Don’t you just hate it when another woolly ambiguous term is forced upon us? When I was approached by yet another journalist the other day asking me my thoughts on the impact of cloud computing, I simply sighed and told them it is a bit like Web 2.0. In itself, it is difficult to pin down exactly what is meant by it. The best you can do is say that both of these terms refer to a general direction in which the industry appears to be moving.

In the case of Web 2.0, it is about the Web becoming a generally more interactive medium. This can manifest itself at a technology level through everything from Ajax through mash-ups to SOA, and at a behavioural level through social media and the simple fact that websites are generally now more geared up to a two-way dialogue than they used to be.

In the case of cloud computing, it is about the evolution of dynamic virtualised infrastructure that allows us to think more in terms of resource pools than individual IT components. This in turn opens the door to delivering computing resource on a utility basis, which is equally applicable both internally (i.e. with regard to the way you use your data centre) and externally – which takes you into the realm of utility computing and software as a service.

The point about both Web 2.0 and cloud computing is that they both sprung up arbitrarily on the evolutionary timeline, and seeming embraced anything and everything that could be thrown into the mix. While the very specific phenomenon of social networking is certainly noteworthy, this bears little relationship to evolution of rich user interfaces and composite applications, in fact many social networking sites have appalling UIs by traditional standards. Yet Web 2.0 can mean either of these things, and, confusingly, lots of other concepts too.

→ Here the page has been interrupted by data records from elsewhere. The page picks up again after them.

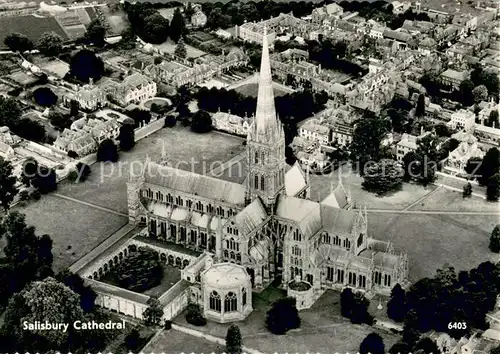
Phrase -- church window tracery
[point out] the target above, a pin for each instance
(215, 301)
(230, 302)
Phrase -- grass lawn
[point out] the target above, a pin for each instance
(171, 275)
(409, 193)
(433, 240)
(251, 90)
(322, 329)
(175, 342)
(75, 228)
(106, 186)
(169, 47)
(450, 200)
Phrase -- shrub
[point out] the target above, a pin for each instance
(36, 195)
(194, 315)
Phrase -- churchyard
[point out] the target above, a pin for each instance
(77, 220)
(75, 228)
(322, 328)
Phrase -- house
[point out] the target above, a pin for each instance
(198, 19)
(134, 89)
(90, 98)
(462, 119)
(452, 78)
(231, 123)
(319, 14)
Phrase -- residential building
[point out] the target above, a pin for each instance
(452, 78)
(198, 19)
(326, 244)
(462, 119)
(90, 98)
(85, 135)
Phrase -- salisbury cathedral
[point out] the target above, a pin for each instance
(268, 224)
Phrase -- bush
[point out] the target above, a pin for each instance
(24, 195)
(140, 271)
(36, 195)
(194, 315)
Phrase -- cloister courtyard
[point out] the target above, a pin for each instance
(434, 225)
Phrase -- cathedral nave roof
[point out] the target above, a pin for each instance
(251, 217)
(193, 183)
(294, 181)
(338, 221)
(304, 212)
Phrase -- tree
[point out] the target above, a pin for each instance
(427, 345)
(283, 316)
(396, 306)
(368, 135)
(96, 33)
(201, 122)
(8, 189)
(489, 166)
(420, 108)
(107, 151)
(233, 340)
(177, 26)
(493, 188)
(194, 315)
(29, 255)
(372, 344)
(346, 302)
(480, 93)
(153, 313)
(383, 176)
(495, 239)
(50, 44)
(126, 137)
(52, 301)
(400, 348)
(133, 340)
(180, 49)
(467, 190)
(18, 42)
(44, 96)
(85, 65)
(45, 180)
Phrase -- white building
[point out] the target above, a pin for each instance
(462, 119)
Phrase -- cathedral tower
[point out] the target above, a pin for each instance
(265, 141)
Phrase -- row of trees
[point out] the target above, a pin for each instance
(433, 303)
(151, 26)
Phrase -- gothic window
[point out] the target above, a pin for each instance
(340, 275)
(296, 235)
(215, 302)
(329, 273)
(360, 239)
(230, 302)
(296, 251)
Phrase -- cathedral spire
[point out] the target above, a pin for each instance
(265, 115)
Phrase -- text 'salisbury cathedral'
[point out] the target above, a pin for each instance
(268, 225)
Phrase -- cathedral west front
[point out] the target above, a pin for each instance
(268, 225)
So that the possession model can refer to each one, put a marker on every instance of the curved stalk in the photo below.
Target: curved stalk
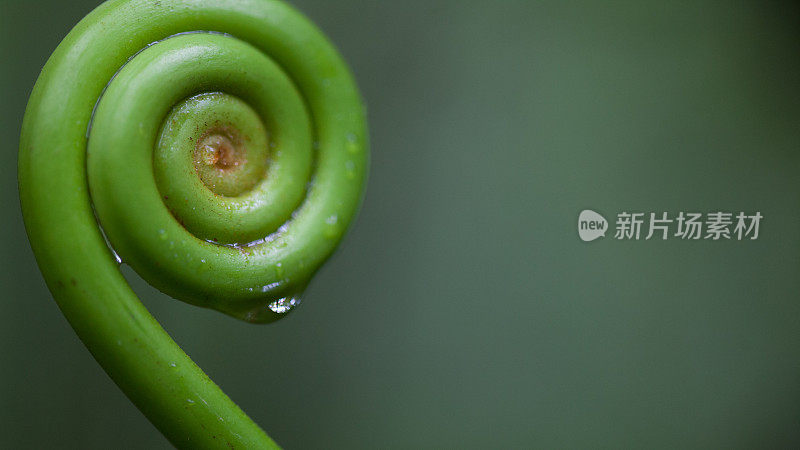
(221, 145)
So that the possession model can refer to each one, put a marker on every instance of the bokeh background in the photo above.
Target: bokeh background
(463, 311)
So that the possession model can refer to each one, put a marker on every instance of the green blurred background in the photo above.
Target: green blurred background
(463, 311)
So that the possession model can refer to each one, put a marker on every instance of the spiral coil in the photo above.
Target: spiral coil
(220, 145)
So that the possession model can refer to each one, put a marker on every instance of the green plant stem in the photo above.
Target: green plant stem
(262, 61)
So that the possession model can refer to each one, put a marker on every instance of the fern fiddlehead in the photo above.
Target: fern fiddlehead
(220, 148)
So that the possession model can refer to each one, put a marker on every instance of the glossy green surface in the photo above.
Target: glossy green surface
(270, 57)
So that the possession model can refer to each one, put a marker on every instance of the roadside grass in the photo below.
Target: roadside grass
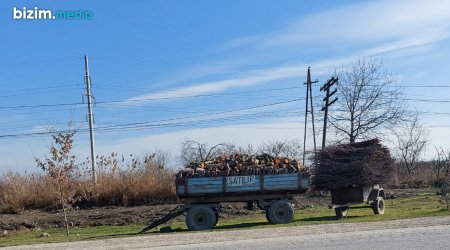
(422, 205)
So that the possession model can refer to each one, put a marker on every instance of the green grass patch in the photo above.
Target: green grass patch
(422, 205)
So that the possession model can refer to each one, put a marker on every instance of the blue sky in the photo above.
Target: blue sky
(212, 71)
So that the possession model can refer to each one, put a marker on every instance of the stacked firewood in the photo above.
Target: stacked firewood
(357, 164)
(241, 164)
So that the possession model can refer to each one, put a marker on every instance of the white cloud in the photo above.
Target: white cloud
(377, 27)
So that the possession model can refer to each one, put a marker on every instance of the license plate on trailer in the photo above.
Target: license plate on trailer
(237, 181)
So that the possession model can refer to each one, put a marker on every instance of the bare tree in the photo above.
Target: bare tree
(61, 167)
(368, 100)
(411, 140)
(192, 151)
(442, 163)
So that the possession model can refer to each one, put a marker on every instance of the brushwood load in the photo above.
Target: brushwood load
(358, 164)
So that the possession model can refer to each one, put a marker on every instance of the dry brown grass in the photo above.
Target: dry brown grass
(129, 184)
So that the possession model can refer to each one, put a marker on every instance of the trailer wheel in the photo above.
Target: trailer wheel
(268, 217)
(341, 212)
(201, 218)
(378, 206)
(280, 212)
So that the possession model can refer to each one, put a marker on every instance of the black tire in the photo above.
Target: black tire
(341, 212)
(378, 206)
(280, 212)
(201, 218)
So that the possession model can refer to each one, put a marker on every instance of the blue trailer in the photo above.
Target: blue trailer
(202, 197)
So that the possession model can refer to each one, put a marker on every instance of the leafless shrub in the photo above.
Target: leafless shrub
(61, 167)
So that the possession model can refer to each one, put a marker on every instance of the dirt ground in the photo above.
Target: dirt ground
(116, 216)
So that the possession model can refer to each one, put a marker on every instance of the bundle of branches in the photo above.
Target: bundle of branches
(241, 164)
(360, 164)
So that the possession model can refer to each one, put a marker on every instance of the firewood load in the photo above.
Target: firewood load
(240, 164)
(357, 164)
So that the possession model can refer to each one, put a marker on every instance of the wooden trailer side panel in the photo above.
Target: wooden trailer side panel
(241, 184)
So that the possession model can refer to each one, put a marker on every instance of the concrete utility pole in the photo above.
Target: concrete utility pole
(309, 99)
(326, 87)
(91, 119)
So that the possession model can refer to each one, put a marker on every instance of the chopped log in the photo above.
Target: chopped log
(239, 164)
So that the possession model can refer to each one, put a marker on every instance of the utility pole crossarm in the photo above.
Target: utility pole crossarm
(91, 119)
(326, 87)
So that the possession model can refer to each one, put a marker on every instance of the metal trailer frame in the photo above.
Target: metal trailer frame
(202, 208)
(343, 198)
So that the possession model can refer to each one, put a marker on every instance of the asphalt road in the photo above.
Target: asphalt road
(419, 233)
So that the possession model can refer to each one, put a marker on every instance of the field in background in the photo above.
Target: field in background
(145, 184)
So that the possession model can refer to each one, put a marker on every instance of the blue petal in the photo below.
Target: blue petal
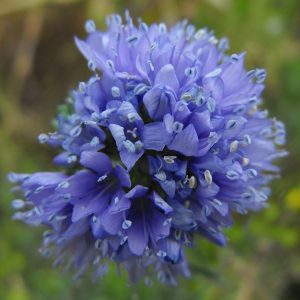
(166, 76)
(137, 237)
(117, 132)
(155, 137)
(123, 176)
(137, 191)
(118, 204)
(96, 161)
(161, 203)
(186, 142)
(130, 158)
(158, 103)
(112, 223)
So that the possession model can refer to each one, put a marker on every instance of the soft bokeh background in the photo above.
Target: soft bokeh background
(39, 64)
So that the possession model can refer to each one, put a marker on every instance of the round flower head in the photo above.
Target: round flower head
(162, 144)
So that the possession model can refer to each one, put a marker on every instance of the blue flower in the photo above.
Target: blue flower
(165, 145)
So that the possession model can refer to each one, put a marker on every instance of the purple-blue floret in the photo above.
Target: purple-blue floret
(164, 142)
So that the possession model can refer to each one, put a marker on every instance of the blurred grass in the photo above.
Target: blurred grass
(39, 64)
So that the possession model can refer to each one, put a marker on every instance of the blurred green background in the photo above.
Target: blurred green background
(39, 64)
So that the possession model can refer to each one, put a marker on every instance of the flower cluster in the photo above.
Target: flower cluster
(163, 142)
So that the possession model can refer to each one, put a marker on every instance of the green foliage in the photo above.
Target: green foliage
(39, 63)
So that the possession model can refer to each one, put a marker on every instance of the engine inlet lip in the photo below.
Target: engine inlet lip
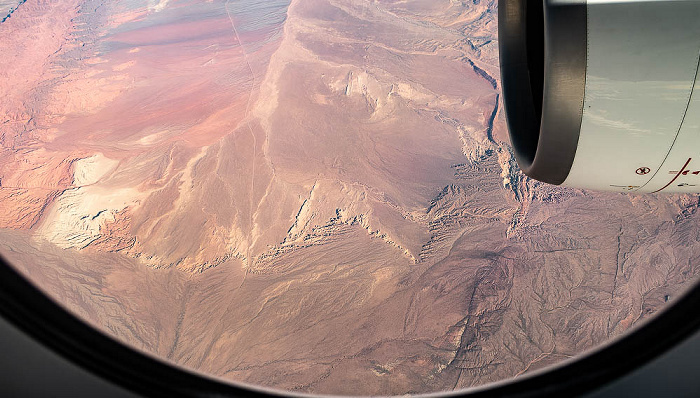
(543, 56)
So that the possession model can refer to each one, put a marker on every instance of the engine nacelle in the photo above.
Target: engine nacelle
(603, 94)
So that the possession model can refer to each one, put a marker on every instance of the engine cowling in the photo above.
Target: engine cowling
(603, 94)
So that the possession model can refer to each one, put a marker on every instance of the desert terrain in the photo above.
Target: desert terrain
(310, 195)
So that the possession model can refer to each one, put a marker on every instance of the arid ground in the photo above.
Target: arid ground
(316, 196)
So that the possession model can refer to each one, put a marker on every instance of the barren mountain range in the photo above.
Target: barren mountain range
(315, 195)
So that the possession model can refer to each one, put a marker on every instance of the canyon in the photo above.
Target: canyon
(316, 196)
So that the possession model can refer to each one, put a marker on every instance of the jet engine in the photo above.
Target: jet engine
(603, 94)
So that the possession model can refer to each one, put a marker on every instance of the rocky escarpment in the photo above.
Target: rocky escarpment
(323, 203)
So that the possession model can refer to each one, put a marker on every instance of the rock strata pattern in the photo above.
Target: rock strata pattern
(316, 196)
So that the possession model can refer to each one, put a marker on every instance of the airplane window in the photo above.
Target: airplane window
(326, 196)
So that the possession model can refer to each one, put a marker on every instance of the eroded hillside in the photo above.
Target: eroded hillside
(316, 196)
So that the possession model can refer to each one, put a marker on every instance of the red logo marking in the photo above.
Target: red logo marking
(682, 171)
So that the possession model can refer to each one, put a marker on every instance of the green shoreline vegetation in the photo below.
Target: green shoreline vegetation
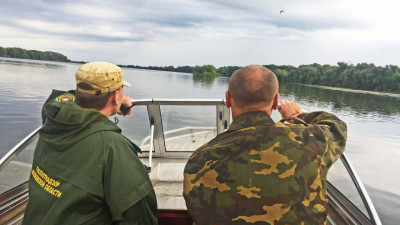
(21, 53)
(362, 76)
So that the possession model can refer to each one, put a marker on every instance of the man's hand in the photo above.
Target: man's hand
(127, 101)
(289, 109)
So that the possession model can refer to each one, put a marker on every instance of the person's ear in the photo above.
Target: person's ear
(275, 102)
(228, 99)
(114, 98)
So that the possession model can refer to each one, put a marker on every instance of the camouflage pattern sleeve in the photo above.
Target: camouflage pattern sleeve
(335, 132)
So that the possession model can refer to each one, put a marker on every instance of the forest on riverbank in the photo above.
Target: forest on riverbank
(362, 76)
(21, 53)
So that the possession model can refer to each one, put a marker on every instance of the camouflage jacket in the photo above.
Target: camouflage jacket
(262, 172)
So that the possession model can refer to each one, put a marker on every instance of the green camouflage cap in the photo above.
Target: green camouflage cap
(104, 77)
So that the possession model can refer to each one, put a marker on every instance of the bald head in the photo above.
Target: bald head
(253, 86)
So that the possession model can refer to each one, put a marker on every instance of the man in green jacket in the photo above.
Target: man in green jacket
(262, 172)
(84, 170)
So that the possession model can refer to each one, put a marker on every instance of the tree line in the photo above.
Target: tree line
(362, 76)
(32, 54)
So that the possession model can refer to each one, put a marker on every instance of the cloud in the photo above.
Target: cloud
(195, 31)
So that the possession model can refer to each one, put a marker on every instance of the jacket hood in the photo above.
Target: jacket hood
(67, 123)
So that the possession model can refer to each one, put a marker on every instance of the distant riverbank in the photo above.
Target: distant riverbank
(362, 76)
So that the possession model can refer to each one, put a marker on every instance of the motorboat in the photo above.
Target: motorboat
(165, 150)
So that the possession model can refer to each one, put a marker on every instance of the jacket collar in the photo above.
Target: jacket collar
(250, 119)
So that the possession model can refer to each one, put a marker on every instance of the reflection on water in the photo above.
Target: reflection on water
(373, 121)
(359, 103)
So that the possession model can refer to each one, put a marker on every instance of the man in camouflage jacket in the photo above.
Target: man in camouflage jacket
(259, 171)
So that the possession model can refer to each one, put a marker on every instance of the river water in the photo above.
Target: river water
(373, 119)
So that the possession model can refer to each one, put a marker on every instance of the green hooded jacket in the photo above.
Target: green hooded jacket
(85, 172)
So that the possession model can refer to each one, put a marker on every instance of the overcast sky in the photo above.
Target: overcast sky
(197, 32)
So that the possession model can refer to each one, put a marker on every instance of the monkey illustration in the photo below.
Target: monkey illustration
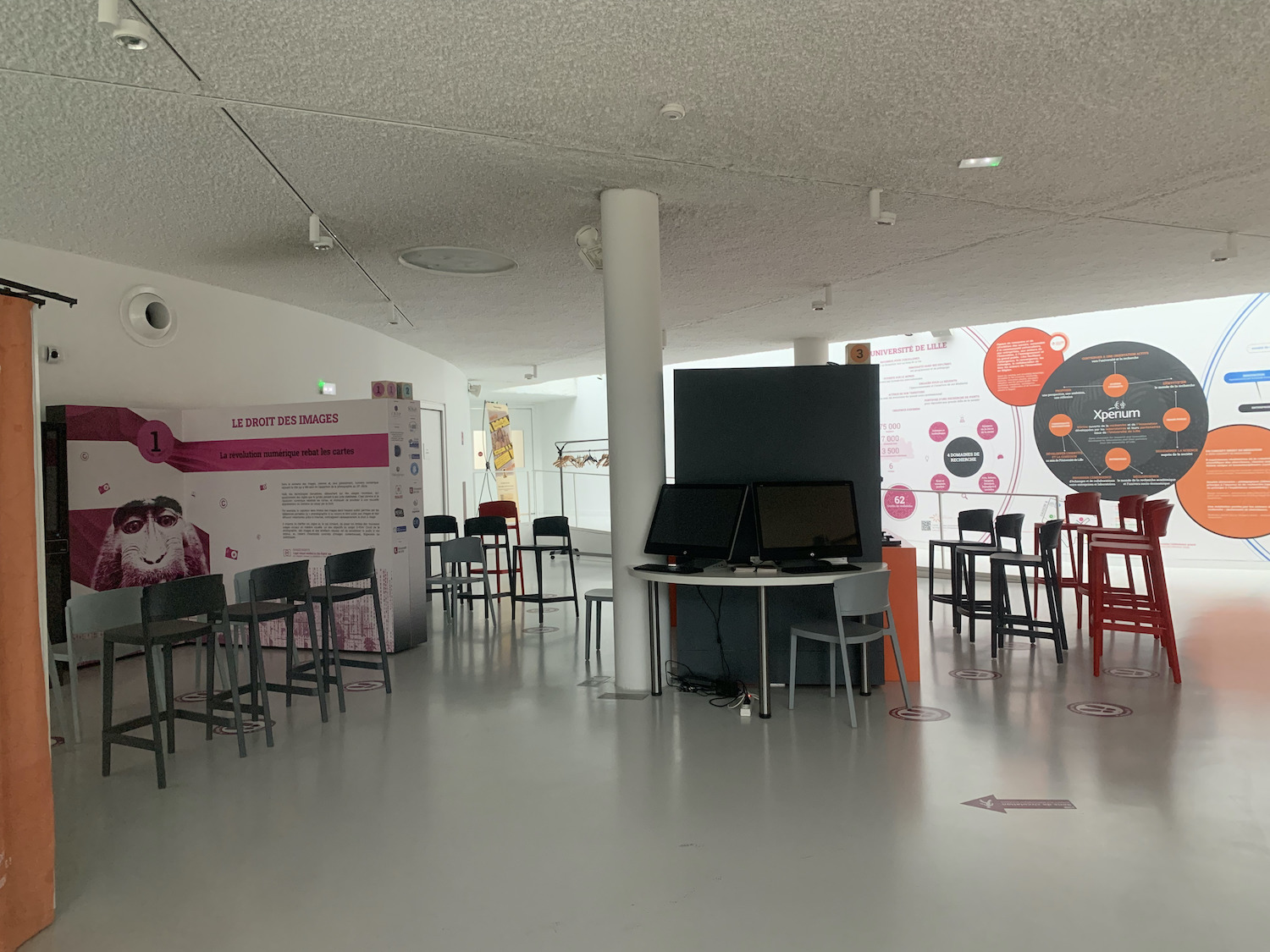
(149, 541)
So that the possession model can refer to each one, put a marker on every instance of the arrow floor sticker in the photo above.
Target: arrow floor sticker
(998, 806)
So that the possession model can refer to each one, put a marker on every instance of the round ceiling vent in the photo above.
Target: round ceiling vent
(444, 259)
(146, 317)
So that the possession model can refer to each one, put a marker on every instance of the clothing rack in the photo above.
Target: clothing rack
(25, 292)
(560, 447)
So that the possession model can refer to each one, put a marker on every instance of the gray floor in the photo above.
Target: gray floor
(493, 802)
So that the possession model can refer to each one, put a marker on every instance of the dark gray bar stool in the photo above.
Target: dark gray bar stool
(281, 592)
(345, 574)
(165, 614)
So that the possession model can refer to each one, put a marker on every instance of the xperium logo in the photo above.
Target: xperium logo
(1117, 413)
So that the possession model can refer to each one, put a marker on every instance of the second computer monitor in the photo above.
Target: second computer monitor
(799, 520)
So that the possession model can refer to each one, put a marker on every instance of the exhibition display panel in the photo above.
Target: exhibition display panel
(152, 495)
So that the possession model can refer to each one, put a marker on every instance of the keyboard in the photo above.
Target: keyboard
(670, 569)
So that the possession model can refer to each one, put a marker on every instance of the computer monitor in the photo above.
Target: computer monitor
(695, 520)
(807, 520)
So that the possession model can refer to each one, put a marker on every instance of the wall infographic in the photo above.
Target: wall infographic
(163, 494)
(1170, 400)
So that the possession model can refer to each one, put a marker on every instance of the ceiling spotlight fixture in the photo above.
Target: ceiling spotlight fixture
(1226, 254)
(318, 239)
(875, 211)
(462, 261)
(129, 33)
(589, 248)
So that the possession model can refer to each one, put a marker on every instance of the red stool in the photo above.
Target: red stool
(1129, 509)
(1146, 612)
(508, 510)
(1089, 504)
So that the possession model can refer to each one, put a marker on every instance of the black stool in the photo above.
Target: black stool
(439, 526)
(164, 612)
(282, 592)
(487, 527)
(340, 571)
(1003, 621)
(967, 606)
(549, 527)
(968, 520)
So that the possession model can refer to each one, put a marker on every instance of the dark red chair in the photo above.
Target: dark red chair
(510, 512)
(1076, 504)
(1129, 609)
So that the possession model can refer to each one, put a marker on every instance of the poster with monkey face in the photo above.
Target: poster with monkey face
(164, 494)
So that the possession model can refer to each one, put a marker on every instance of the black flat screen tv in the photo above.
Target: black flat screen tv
(696, 520)
(800, 520)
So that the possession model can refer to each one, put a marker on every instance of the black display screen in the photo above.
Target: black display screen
(695, 522)
(807, 520)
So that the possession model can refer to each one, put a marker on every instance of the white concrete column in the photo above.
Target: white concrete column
(810, 352)
(629, 228)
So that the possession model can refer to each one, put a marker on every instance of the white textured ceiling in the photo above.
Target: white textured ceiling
(1135, 132)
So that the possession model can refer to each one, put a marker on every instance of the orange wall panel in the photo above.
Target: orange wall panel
(25, 768)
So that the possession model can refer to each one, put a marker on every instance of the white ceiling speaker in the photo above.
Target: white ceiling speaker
(1226, 254)
(875, 211)
(129, 33)
(146, 317)
(592, 253)
(318, 239)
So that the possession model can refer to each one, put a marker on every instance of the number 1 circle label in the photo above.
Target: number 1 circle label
(155, 441)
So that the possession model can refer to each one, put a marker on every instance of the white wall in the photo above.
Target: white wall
(231, 349)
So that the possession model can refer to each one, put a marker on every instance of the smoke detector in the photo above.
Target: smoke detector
(318, 239)
(451, 259)
(130, 33)
(875, 211)
(589, 248)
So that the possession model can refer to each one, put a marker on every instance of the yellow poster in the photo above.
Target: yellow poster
(500, 436)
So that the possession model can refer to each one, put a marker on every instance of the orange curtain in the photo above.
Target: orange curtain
(25, 768)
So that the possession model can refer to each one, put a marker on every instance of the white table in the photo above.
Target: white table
(738, 578)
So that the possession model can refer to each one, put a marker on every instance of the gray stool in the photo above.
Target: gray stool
(599, 597)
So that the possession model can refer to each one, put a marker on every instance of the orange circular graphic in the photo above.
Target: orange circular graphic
(1118, 459)
(1019, 363)
(1227, 490)
(1115, 385)
(1176, 419)
(1059, 424)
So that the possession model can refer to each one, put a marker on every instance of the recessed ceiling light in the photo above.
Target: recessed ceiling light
(444, 259)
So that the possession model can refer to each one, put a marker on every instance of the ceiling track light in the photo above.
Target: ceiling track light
(875, 211)
(589, 249)
(130, 33)
(988, 162)
(1226, 254)
(318, 239)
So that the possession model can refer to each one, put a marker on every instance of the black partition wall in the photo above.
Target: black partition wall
(775, 423)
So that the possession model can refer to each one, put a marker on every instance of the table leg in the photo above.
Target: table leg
(765, 680)
(654, 639)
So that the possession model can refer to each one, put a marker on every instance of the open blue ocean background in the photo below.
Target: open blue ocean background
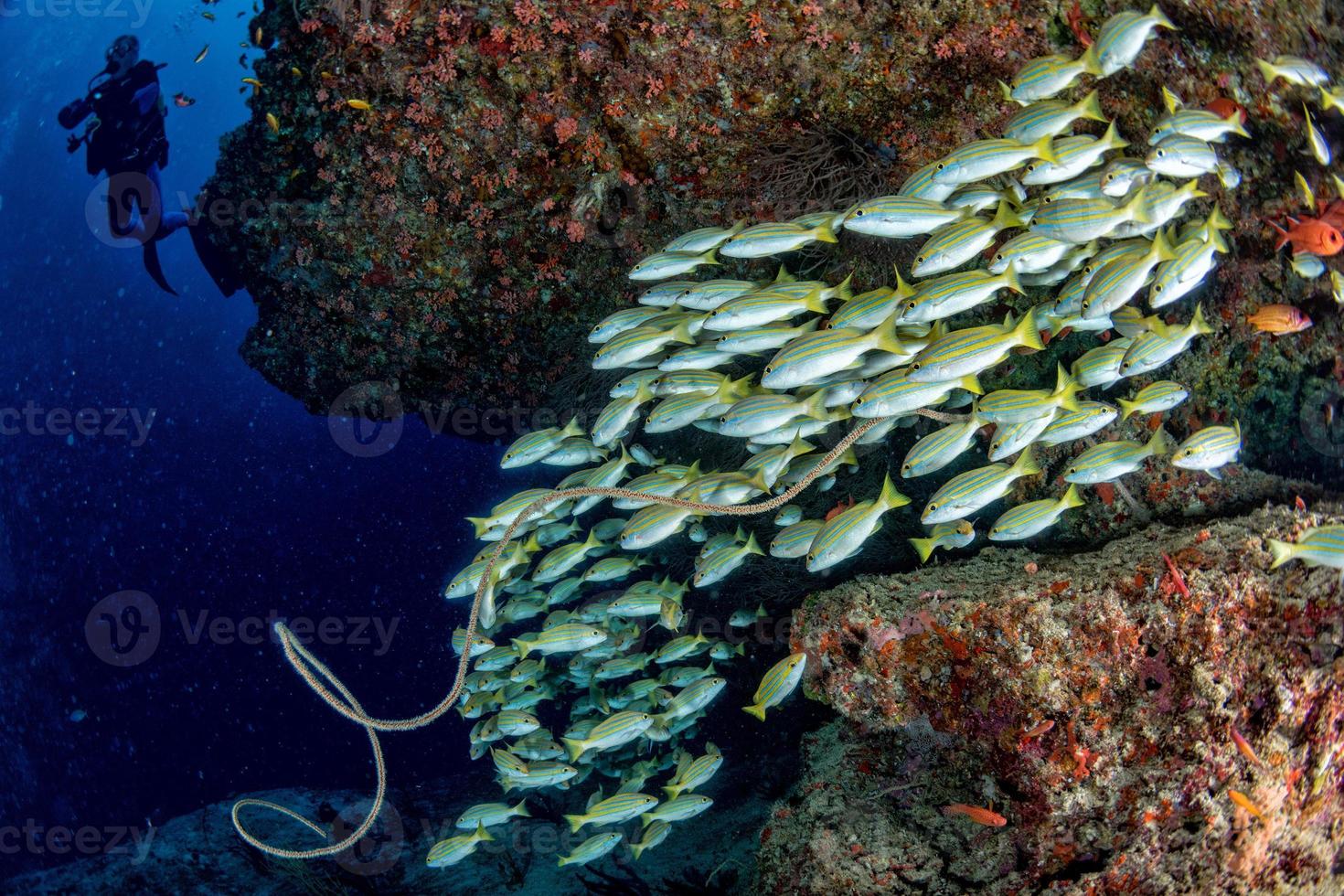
(237, 506)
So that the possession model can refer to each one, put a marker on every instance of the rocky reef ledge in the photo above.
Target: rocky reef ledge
(1095, 703)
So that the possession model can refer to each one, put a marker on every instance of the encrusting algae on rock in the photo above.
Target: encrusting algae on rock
(1089, 232)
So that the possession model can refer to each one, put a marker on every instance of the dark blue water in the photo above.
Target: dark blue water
(234, 506)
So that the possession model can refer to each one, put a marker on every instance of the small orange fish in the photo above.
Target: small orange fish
(837, 509)
(1309, 235)
(1278, 320)
(1223, 108)
(1244, 802)
(977, 815)
(1243, 747)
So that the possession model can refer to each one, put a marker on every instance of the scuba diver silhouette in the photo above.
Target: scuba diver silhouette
(126, 140)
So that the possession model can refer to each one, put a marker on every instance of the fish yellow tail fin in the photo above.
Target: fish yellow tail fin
(1158, 443)
(1283, 552)
(1026, 464)
(1024, 334)
(1089, 108)
(890, 497)
(1160, 17)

Similarly, we have been talking about virtualisation ultimately leading to computing grids and utility computing for years, and giving it a new name doesn’t actually change anything in terms of the underlying trend. In fact, you knew where you stood much better when you could talk about virtualisation and grid technology as the enabling stuff, and utility computing and application services as what it enables. As everyone jumps onto the cloud computing bandwagon, it all gets mixed up and confused, just like Web 2.0.

So, if you are one of those people wondering what cloud computing is really all about after listening the IBM explanation, the Microsoft one, and the evangelical rhetoric we have heard recently from the Google and Salesforce.com camp, don’t worry, you are not alone. The trick is to think of it as a label for a trend at one level, and an industry bandwagon at another, and keep your expectations pretty low in terms of clarity and consistency for the time being. Don’t however, dismiss the underlying trend it itself. While we are not looking at a revolution here, some of the developments in this general area are really quite interesting and valuable – though, you probably knew that already, even before the marketing hype was thrust upon us.